Bill Viola retratava toda a vertigem de um mundo que tenta se ver em foco

Um homem entra na sala escura, vazia, a não ser pela presença de um televisor e o reflexo de uma câmera no espelho. Ele se senta diante da lente, olhando nos nossos olhos, e grita até perder a voz. Depois é a imagem que se perde, quando ele enfia o dedo na fita que grava a própria performance, travando as engrenagens do registro em vídeo. Ele some num turbilhão branco, o quadro riscado, a TV fora do ar.

Bill Viola, um dos pioneiros da videoarte, morto na semana passada, sintetizou nesse autorretrato radical, um de seus primeiros trabalhos, os pilares de sua vasta obra audiovisual.

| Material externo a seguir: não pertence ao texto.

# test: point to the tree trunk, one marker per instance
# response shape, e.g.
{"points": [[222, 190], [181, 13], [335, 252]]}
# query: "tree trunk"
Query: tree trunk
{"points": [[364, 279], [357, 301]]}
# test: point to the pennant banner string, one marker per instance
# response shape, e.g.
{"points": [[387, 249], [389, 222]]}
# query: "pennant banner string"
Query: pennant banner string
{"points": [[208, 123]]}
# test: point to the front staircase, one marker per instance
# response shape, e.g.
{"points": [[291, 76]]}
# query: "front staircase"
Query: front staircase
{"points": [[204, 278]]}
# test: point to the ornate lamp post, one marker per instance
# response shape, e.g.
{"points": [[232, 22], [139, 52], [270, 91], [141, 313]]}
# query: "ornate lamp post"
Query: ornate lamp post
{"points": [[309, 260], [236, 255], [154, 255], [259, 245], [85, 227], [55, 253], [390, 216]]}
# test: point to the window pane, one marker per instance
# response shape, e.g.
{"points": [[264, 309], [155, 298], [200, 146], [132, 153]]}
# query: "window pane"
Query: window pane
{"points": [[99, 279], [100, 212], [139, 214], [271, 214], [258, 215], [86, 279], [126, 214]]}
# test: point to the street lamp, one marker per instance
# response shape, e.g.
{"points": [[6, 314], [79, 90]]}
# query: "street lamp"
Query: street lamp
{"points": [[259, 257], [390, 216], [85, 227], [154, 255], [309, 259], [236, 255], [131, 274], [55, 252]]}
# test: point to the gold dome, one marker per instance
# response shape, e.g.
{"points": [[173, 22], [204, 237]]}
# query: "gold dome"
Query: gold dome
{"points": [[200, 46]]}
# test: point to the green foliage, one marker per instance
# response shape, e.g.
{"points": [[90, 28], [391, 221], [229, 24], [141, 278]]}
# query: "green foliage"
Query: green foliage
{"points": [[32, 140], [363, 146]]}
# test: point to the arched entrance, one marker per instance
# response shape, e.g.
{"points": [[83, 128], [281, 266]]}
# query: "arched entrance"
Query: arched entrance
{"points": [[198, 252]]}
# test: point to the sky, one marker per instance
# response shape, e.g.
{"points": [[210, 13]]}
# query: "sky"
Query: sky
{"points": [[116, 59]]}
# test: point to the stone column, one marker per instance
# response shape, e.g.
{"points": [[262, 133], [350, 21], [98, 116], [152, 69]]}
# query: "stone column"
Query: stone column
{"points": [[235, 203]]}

O americano, como são Tomé incrédulo diante das chagas de Cristo, punha a mão na substância física que armazena a imagem, uma denúncia de sua concretude para além da luz que brilha na tela, das ondas sonoras que se perdem no espaço.

Em "Tape I", trabalho do início da década de 1970, Viola já deixava claro que o terreno onde pisa é o da imagem tão vaga e efêmera quanto pétrea, tal qual um afresco na parede de uma catedral.

Não são gratuitas as alusões à iconografia cristã nem as lembranças dos episódios que animaram os renascentistas também em busca, há cinco séculos, da carne da imagem. Viola foi um estudioso aplicado dessas composições antigas, entendendo como poucos a qualidade cinematográfica dessas pinturas que traduziam, como que num único fotograma, a violência de uma narrativa visceral, o nascimento e a morte da ação congelados numa tela estática capaz de construir uma sensação singular de movimento —o cinema antes do cinema, o vídeo antes do vídeo.

Em seus trabalhos mais antigos, a textura rudimentar da imagem em fita magnética, a baixa definição da tecnologia da época, ganha o primeiro plano. Viola parecia encantado com a natureza irreal do real, o mundo retratado com o hiperrealismo da câmera portátil que, no entanto, sumia diante dos olhos.

Era uma arte de ponta, construída na crista da onda de uma invenção que revolucionaria a fabricação de imagens, mas que em última instância, no exame mais de perto, com os dedos das mãos, não passava de um borrão. Viola retratava, no fundo, a vertigem de um mundo que tenta se enxergar em foco, mas todo esforço parece ser em vão.